Jean-Marie est venu m'aider à poser les tentures de mon nouvel appartement. C'est ironique de penser que c'est le petit ami de l'ancienne co-locataire de mon ex co-locataire, de là à penser que quelque chose de pénible vous arrive dans la vie toujours pour le meilleur, il n'y aurait eu qu'un seul pas, que je n'ai pas franchi à l'époque, car je ne pensais pas encore comme ça, et le positif n'avait décidément pas fait son entrée dans ma vie.

Jean-Marie me demande de l'aider à publier le texte de sa prochaine pièce de théâtre, ce que je fais avec plaisir, comme je le ferai pour les suivantes. Mais c'est seulement de celle-là, La Chasse au Snark, que j'ai conservé les traces. Tout comme Denis, sans aucun doute, puisque c'est pendant l'une des répétitions qu'il va chuter lourdement se fracturant l'une des cervicales, ce qui va le laisser tétraplégique, mais ne l'empêchera ni d'épouser la comédienne de la pièce, et d'en avoir un enfant quelques années plus tard, ni de continuer sa vie, sans plus bouger certes, mais avec brio.

Là aussi, des leçons de courage et de positif à côté desquelles je suis passée, comme une ombre, simple spectatrice, effrayée, timorée, angoissée.
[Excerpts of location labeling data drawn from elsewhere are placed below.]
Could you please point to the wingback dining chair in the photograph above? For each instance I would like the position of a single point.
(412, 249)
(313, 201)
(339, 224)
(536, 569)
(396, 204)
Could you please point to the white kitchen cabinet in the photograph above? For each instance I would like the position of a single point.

Je peinturlure le long couloir de l'appartement, dans un étrange "dégradé" de couleurs qui n'ont de sens que pour moi, du violet au jaune poussin, les murs sont blancs, mais les tours de fenêtres et les plinthes sont tous marqués d'une certaine couleur, chacune me plaît, rouge dans le salon, rose thyrien dans la salle de bain, j'essaye d'éclairer sans véritable talent artistique ce qui bouillonne à l'intérieur de moi, et je pare de plumes chatoyantes un univers très glauque. Je cours après un impossible snark et je suis désespérément seule.